On pourrait penser que, ainsi reconfigurée, la transgression a perdu l’arête
tranchante qu’elle avait dans les jeux de la sexualité, du désir et de l’interdit qui
occupaient Sade et Bataille. Sans doute. Mais c’est pour mieux s’accorder aux
enjeux historico-pratiques de son déploiement éthique et politique, en opposant à
la fatalité des déterminations historiques et culturelles qui pèsent sur notre présent
la possibilité d’un surgissement de nouveauté et l’« impatience de la liberté »35
qui le provoque et qui le justifie.
Université Lille 3
33. Ce thème de l’ « attitude limite » rejoint celui de l’ « attitude critique » qui apparaît une première
fois dans une conférence à la Société française de philosophie, intitulée « Qu’est-ce que la
critique ? » (1978), rééd. par H.-P. Fruchaud et D. Lorenzini, Michel Foucault, Qu’est-ce que la
critique ? suivi de La culture de soi, Paris, Vrin, « Philosophie du présent », 2015.
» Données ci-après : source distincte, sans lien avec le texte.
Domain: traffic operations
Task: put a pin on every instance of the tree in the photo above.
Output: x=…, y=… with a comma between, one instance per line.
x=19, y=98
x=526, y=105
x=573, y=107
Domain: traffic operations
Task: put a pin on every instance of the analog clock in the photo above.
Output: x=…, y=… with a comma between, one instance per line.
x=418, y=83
34. Michel Foucault, Histoire de la sexualité 2. L’Usage des plaisirs, Paris, Éditions Gallimard,
« Bibliothèque des histoires », 1984, p. 15.
35. Michel Foucault, « Qu’est-ce que les Lumières ? » (1984), in Dits et écrits, vol. 4, n°339, p. 578.
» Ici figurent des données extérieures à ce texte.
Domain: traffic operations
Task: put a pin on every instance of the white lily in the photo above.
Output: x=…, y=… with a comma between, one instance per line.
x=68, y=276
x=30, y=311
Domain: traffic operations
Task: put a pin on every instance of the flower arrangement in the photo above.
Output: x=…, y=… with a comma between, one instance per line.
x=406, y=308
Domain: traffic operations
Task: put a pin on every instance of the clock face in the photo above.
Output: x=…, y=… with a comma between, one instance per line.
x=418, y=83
Citons intégralement la dernière phrase de cet article : « Je ne sais s’il faut dire aujourd’hui que le
travail critique implique encore la foi dans les Lumières ; il nécessite, je pense, toujours, le travail
sur nos limites, c’est-à-dire un labeur patient qui donne forme à l’impatience de la liberté ».